ECLI:NL:TADRARL:2018:83 Raad van Discipline Arnhem-Leeuwarden 17-194

ECLI: ECLI:NL:TADRARL:2018:83
Datum uitspraak: 09-04-2018
Datum publicatie: 13-04-2018
Zaaknummer(s): 17-194
Onderwerp:
  • Wat een behoorlijk advocaat betaamt, subonderwerp: Belangenconflict
  • Wat een behoorlijk advocaat betaamt t.o. de wederpartij, subonderwerp: Grievende uitlatingen
Beslissingen: Waarschuwing
Inhoudsindicatie: Belangenconflict. Vaststaat dat verweerder aanvankelijk voor klaagster en haar toenmalige (2e) echtgenoot is opgetreden als advocaat. Verweerder is daarna de belangen van haar 2e echtgenoot gaan behartigen in diens echtscheidingsprocedure tegen klaagster, onder meer vanwege persoonlijke betrokkenheid bij hem. Verweerder beroept zich daarbij op daartoe verkregen toestemming van klaagster. Naar het oordeel van de raad had verweerder, ondanks de toestemming van klaagster om (alleen) in de echtscheidingsprocedure tegen haar op te mogen treden, ook toen al zijn eigen verantwoordelijkheid als advocaat moeten nemen door niet de belangen van de 2e echtgenoot van klaagster te gaan behartigen, juist omdat hij al eerder in familierechtelijke sfeer voor hen samen had opgetreden. Verweerder had zich in elk geval in de procedures ná de echtscheidingsprocedure tegen klaagster als advocaat van zijn cliënt moeten terugtrekken omdat hij, zoals hiervoor uiteengezet, naar het oordeel van de raad daartoe niet al op voorhand toestemming van klaagster heeft gekregen zoals bedoeld in lid 6 van gedragsregel 7. Geen sprake van de uitzonderingssituaties als bedoeld in lid 5 van gedragsregel 7. Alhoewel verweerder heeft betwist vertrouwelijke informatie, waarover hij beschikte, ook tegen klaagster te hebben gebruikt, had de omstandigheid dat hij daarover beschikte hem ervan moeten weerhouden om voor de 2e echtgenoot op te treden tegen klaagster. Klacht in zoverre gegrond. Waarschuwing.

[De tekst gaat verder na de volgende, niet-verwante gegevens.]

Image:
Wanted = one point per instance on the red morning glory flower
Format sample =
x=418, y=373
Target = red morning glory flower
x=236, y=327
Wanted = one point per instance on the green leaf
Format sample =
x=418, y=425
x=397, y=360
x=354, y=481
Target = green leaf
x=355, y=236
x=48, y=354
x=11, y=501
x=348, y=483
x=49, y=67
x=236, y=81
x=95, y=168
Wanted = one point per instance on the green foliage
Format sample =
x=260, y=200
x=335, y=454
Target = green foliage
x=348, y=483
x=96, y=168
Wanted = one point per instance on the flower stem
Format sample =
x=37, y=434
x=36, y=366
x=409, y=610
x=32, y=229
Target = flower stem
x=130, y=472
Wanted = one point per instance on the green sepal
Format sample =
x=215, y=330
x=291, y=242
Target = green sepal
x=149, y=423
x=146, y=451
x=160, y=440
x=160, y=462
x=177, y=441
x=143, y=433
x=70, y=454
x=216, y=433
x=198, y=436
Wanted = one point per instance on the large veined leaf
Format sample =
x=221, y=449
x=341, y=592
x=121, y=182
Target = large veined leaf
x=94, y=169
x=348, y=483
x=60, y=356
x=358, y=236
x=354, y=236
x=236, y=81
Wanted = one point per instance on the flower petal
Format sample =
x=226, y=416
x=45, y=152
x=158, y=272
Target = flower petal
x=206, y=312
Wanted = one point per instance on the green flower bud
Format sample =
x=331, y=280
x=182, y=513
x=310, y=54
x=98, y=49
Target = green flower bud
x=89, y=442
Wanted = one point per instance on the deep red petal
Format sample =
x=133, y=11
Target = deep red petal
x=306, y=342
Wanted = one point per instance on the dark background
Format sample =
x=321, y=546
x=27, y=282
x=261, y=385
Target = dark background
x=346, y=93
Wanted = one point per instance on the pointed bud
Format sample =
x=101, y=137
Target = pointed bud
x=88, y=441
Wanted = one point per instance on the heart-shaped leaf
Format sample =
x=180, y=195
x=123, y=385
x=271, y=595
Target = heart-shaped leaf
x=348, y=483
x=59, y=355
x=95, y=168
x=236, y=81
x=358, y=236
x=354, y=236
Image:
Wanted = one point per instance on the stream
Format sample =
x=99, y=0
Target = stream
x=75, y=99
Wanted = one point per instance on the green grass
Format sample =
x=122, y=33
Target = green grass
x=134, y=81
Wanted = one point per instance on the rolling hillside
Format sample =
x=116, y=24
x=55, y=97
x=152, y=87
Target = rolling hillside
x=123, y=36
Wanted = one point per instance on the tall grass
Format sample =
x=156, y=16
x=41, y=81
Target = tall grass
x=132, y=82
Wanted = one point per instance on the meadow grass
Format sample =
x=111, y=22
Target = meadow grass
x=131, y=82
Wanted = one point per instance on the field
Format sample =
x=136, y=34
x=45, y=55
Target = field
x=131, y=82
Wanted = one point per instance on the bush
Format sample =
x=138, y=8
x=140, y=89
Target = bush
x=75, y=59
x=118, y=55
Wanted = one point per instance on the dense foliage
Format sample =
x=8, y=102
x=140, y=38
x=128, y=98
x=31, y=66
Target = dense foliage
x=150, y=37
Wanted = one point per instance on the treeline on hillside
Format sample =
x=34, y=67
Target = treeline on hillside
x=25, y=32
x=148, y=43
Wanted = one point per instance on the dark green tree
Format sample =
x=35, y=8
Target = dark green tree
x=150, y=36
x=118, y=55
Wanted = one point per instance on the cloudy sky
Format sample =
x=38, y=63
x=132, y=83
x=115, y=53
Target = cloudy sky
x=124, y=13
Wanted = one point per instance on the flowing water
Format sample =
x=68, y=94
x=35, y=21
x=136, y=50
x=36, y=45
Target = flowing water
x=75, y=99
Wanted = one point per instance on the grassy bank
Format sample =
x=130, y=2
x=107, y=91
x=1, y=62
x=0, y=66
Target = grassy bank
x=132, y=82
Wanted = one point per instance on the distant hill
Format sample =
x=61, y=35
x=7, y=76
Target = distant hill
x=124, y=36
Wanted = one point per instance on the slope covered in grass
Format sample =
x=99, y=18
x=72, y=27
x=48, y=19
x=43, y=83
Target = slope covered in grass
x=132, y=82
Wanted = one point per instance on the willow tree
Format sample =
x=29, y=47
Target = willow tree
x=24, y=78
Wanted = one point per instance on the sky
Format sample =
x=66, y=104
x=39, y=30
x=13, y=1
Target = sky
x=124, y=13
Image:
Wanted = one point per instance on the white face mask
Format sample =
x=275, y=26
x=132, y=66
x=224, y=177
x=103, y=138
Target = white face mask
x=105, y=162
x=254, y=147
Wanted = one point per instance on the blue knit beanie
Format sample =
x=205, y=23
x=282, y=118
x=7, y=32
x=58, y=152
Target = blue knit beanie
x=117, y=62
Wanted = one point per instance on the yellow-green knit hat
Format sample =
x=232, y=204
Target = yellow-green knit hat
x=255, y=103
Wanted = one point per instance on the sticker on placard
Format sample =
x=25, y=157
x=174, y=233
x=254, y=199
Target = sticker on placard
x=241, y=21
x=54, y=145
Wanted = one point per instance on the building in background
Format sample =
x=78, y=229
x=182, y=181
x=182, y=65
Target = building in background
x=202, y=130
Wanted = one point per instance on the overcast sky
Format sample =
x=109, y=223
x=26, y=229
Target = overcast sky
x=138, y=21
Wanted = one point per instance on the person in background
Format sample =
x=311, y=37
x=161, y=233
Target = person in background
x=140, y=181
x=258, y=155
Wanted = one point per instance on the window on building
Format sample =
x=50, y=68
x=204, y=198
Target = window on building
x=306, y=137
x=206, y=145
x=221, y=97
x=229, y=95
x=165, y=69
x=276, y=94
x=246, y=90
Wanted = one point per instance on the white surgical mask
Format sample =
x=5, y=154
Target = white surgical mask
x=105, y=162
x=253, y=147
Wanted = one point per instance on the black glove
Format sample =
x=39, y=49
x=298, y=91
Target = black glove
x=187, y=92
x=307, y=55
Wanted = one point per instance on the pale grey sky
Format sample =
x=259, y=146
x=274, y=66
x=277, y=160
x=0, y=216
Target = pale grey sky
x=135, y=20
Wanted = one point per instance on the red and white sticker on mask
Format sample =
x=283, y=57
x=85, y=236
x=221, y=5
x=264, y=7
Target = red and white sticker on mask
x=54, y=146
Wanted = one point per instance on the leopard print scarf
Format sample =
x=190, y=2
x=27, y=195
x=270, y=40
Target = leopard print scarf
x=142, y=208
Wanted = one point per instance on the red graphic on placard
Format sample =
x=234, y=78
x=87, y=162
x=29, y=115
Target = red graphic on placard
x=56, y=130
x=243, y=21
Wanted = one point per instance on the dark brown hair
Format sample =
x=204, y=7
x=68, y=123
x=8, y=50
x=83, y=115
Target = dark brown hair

Beslissing van de Raad van Discipline in het ressort Arnhem-Leeuwarden

van 9 april 2018

in de zaak 17-194

naar aanleiding van de klacht van:

klaagster

tegen

verweerder

1    VERLOOP VAN DE PROCEDURE

1.1    Bij brief van 12 augustus 2016 heeft klaagster bij de deken van de orde van advocaten in het arrondissement Midden-Nederland (hierna: de deken) een klacht ingediend over verweerder.

1.2    Bij brief aan de raad van 1 maart 2017 met kenmerk 16-0221/FH/sd, door de raad ontvangen op 2 maart 2017, heeft de deken de klacht ter kennis van de raad gebracht.

1.3    De klacht is, na aanhouding van de op 8 september 2017 geplande zitting op verzoek van verweerder, alsnog behandeld ter zitting van de raad van 17 november 2017 in aanwezigheid van klaagster en verweerder, die ter zitting werd bijgestaan door mr. [naam gemachtigde]. Van de behandeling is proces-verbaal opgemaakt.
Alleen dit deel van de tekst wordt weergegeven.